Problems with Torpy? #4

thohug · 2022-10-06T12:46:54Z

Any Ideas on this behaviour? There seem to be problems with torpy, have you experienced this before and any idea how to solve it?

[...]

Initiating tor session 233
                  Circuit built.
Start iteration 0: 2022-10-06 14:40:11.079573
Tor end node blocked. Last response: <Response [404]>
0it [01:16, ?it/s]
Initiating tor session 234
                  Circuit built.
Start iteration 0: 2022-10-06 14:41:28.718957
Tor end node blocked.
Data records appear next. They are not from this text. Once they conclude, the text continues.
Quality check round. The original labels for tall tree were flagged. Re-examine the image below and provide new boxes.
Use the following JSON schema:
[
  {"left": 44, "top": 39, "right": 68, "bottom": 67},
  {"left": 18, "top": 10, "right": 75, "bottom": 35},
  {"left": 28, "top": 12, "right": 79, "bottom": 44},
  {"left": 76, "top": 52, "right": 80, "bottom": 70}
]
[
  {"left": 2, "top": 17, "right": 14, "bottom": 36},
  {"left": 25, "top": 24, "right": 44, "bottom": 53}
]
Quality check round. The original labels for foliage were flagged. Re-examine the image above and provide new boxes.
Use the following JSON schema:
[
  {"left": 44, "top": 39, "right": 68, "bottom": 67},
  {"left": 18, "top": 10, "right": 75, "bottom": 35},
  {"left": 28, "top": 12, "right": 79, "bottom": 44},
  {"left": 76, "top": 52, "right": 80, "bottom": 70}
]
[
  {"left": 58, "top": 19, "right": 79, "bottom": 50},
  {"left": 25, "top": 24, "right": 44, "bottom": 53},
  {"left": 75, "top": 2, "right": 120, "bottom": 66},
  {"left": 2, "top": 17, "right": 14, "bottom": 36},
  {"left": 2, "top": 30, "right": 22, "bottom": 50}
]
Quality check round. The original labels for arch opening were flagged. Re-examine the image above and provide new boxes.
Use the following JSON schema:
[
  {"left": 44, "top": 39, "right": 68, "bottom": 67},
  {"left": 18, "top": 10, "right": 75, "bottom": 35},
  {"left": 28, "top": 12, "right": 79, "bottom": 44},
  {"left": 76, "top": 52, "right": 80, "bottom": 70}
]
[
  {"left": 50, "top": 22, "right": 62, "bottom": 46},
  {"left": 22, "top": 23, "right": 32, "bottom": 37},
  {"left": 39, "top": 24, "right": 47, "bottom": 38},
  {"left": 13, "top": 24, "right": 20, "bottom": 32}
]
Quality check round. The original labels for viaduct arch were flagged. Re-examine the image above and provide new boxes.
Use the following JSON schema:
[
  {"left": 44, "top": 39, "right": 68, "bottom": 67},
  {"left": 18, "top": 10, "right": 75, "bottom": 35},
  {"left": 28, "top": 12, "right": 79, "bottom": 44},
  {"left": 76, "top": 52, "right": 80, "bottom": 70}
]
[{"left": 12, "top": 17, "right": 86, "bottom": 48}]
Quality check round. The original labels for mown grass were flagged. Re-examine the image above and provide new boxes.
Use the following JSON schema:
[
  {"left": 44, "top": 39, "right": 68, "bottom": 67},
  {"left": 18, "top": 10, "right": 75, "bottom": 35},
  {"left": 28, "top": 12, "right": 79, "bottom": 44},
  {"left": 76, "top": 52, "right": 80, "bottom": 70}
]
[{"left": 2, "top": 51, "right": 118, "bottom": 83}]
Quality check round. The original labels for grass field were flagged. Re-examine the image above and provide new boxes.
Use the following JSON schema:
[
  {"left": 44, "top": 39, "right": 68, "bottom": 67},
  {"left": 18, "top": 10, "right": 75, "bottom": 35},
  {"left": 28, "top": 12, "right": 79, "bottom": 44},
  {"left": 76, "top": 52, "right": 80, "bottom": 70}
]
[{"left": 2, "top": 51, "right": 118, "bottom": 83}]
Last response: <Response [404]>
0it [00:07, ?it/s]
Initiating tor session 235
                  Circuit built.
Start iteration 0: 2022-10-06 14:41:37.347591
ERROR:torpy.cell_socket:_ssl.c:1112: The handshake operation timed out
ERROR:root:[ignored]
Traceback (most recent call last):
  File "C:\Users\...\anaconda3\envs\scrape\lib\site-packages\torpy\cell_socket.py", line 63, in connect
    self._socket.connect((self._router.ip, self._router.or_port))
  File "C:\Users\...\anaconda3\envs\scrape\lib\ssl.py", line 1343, in connect
    self._real_connect(addr, False)
  File "C:\Users\...\anaconda3\envs\scrape\lib\ssl.py", line 1334, in _real_connect
    self.do_handshake()
  File "C:\Users\...\anaconda3\envs\scrape\lib\ssl.py", line 1310, in do_handshake
    self._sslobj.do_handshake()
socket.timeout: _ssl.c:1112: The handshake operation timed out

During handling of the above exception, another exception occurred:

Traceback (most recent call last):
  File "C:\Users\...\anaconda3\envs\scrape\lib\site-packages\torpy\utils.py", line 79, in newfn
    return func(*args, **kwargs)
  File "C:\Users\...\anaconda3\envs\scrape\lib\site-packages\torpy\consesus.py", line 183, in newfn
    return func(*args, **kwargs)
  File "C:\Users\...\anaconda3\envs\scrape\lib\site-packages\torpy\consesus.py", line 426, in get_descriptor
    with self._get_dir_client() as dir_client:
  File "C:\Users\...\anaconda3\envs\scrape\lib\site-packages\torpy\consesus.py", line 375, in _get_dir_client
    self._dir_guard, self._dir_circuit = self._create_dir_circuit(purpose='Internal dir client')
  File "C:\Users\...\anaconda3\envs\scrape\lib\site-packages\torpy\consesus.py", line 365, in _create_dir_circuit
    guard = TorGuard(router, purpose=purpose)
  File "C:\Users\...\anaconda3\envs\scrape\lib\site-packages\torpy\guard.py", line 66, in __init__
    self.__tor_socket.connect()
  File "C:\Users\...\anaconda3\envs\scrape\lib\site-packages\torpy\cell_socket.py", line 69, in connect
    raise TorSocketConnectError(e)
torpy.cell_socket.TorSocketConnectError: _ssl.c:1112: The handshake operation timed out
WARNING:torpy.utils:Retry with another router...
0it [00:31, ?it/s]
'graphql'
Initiating tor session 236
                  Circuit built.
Start iteration 0: 2022-10-06 14:42:09.078514
Tor end node blocked. Last response: <Response [404]>
0it [00:06, ?it/s]
Initiating tor session 237
                  Circuit built.
Start iteration 0: 2022-10-06 14:42:16.572684
WARNING:torpy.circuit:#80000242 circuit: has been destroyed already
ERROR:torpy.utils:[ignored] torpy.circuit.CellTimeoutError: Timeout wait for CellRelayExtended2 or CellRelayTruncated
WARNING:torpy.utils:Retry circuit creation
Tor end node blocked. Last response: <Response [404]>
0it [00:52, ?it/s]
Initiating tor session 238

The text was updated successfully, but these errors were encountered:

do-me · 2022-10-07T06:23:34Z

That's the expected behavior when mining too fast. Tor end node blocked. Last response: <Response [404]> indicates that the respective node got blocked which is likely to happen after while. Make sure to work with a higher --wait_between_requests.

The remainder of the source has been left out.